Independent runs for delegate in District 13A CAMPAIGN 1994

February 22, 1994|By Adam Sachs | Adam Sachs,Staff Writer

Columbia resident Arthur Reynolds, an Independent candidate for the House of Delegates, says he wants to offer voters an alternative to "petty partisan politics" that is "corrosive to good government."

Mr. Reynolds, 44, who was registered as a Democrat from the 1970s through the mid-1980s and ran unsuccessfully for a Howard County delegate seat as a Republican in 1990, says he is part of the "political mainstream" but doesn't carry "special-interest baggage" because of his Independent status.

"The cliche you hear is vote the person, not the party," said Mr. Reynolds, an attorney with a private civil practice in Columbia who is running in District 13A. "I bring that to the logical extension. I want people to evaluate me on the basis of what I have to offer, not on what's irrelevant. In 1994, party labels have reached the point of being irrelevant or counterproductive."

But from a practical standpoint, an Independent who doesn't have support from a party structure faces a "very, very uphill race," said Del. John S. Morgan, R-13B, who, along with Republican Del. Martin G. Madden, defeated Mr. Reynolds in 1990. Mr. Reynolds and Mr. Madden now live in District 13A under the redrawn legislative boundaries.

An Independent of "significant stature who is very well known in the community" would have better chances, but Mr. Reynolds "hasn't established himself at all," said Mr. Morgan.

"I don't know why he's running as an Independent. It detracts from his ability to win a race," he said. "He's like a Don Quixote-type figure, leaning against windmills."

But Mr. Reynolds says his confidence was boosted by responses during his door-to-door petition drive to collect signatures of registered voters he needed to qualify for the general election as an Independent. Independents don't run in primaries.

"The number of people refusing to sign because of ideology or party loyalty was negligible," said Mr. Reynolds, adding he doesn't consider himself a "protest vote" or a "spoiler."

He says partisanship is fundamentally "unhealthy," charging that many Maryland legislators don't evaluate bills on their merits because they must be concerned with loyalty to a political party or to outside influences that helped finance their elections.

To that end, Mr. Reynolds says he favors term limits, open primaries in which all candidates compete on one ballot and publicly financed elections to lessen the emphasis on fund raising.

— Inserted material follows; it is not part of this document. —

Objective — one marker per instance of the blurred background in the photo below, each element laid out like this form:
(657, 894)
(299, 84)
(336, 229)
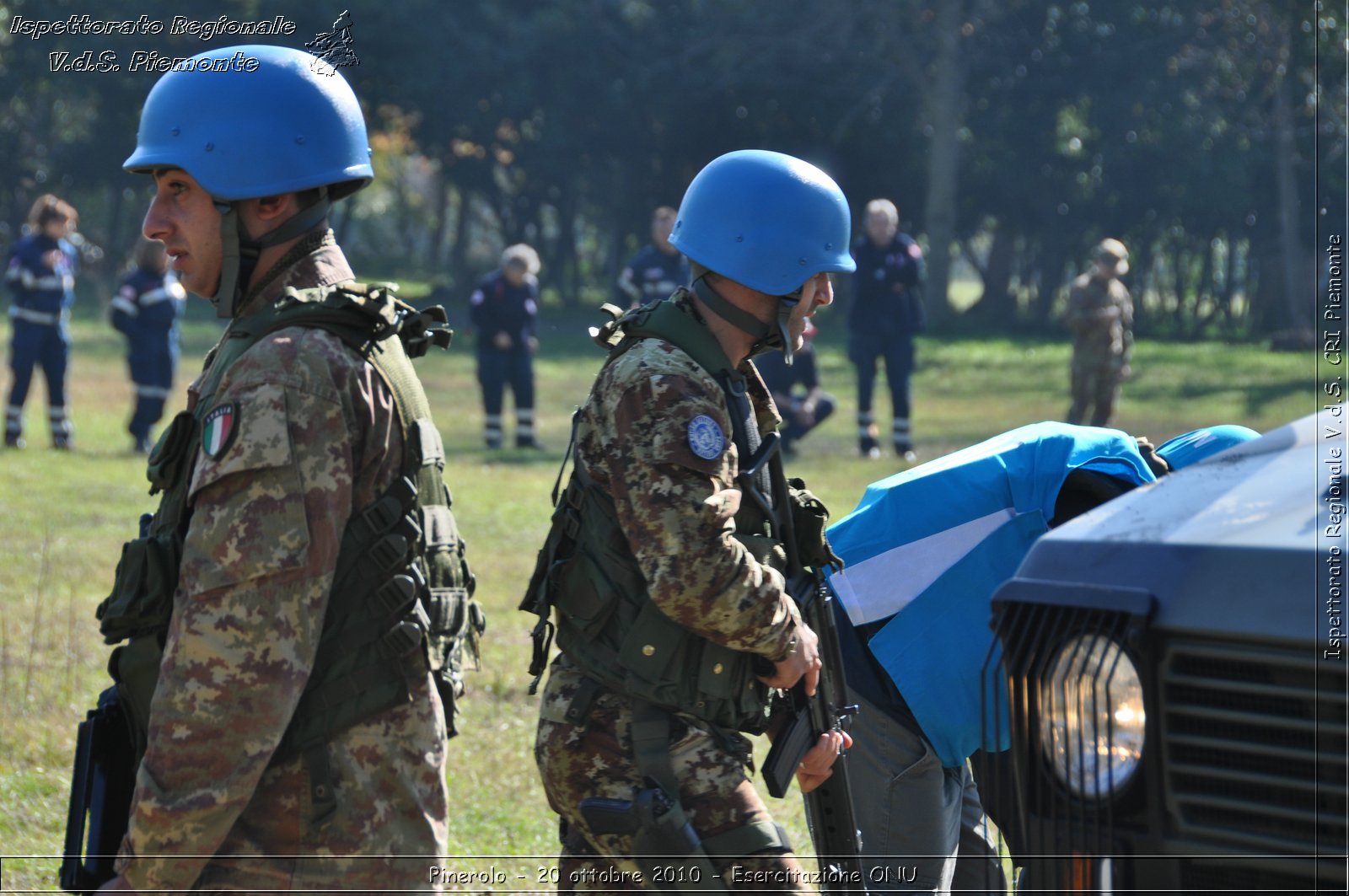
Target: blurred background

He says he is not a "purist" about fund raising and that he intends to solicit individual contributions and would accept donations from political action committees (PACs) if he shares their views. He says he hopes to raise between $5,000 and $10,000. "There's no reason you have to spend $50,000, $60,000, $70,000," he said.

The field for the new two-member District 13A, encompassing east Columbia and southeast Howard County, includes Columbia Democrats Frank S. Turner, Pearl Atkinson Stewart, Wanda Hurt and Robert Ardinger and Scaggsville Republican Michael Grasso.

Incumbent Del. Virginia M. Thomas, a Columbia Democrat, and Mr. Madden have not announced their plans.

Mr. Reynolds says he wants to "synthesize" the best parts of the Democratic and Republican approaches to government. "I consider myself a fiscal conservative, but socially progressive," he says.

He says he supports overhauling the state's criminal justice system and a "dysfunctional" juvenile justice system. Prisons should be converted into financially self-supporting institutions in which inmates are paid wages for productive work, such as making clothes or farming, under contract to private industry or government.

He says too much money is spent on education administration, and that more should be channeled to classrooms.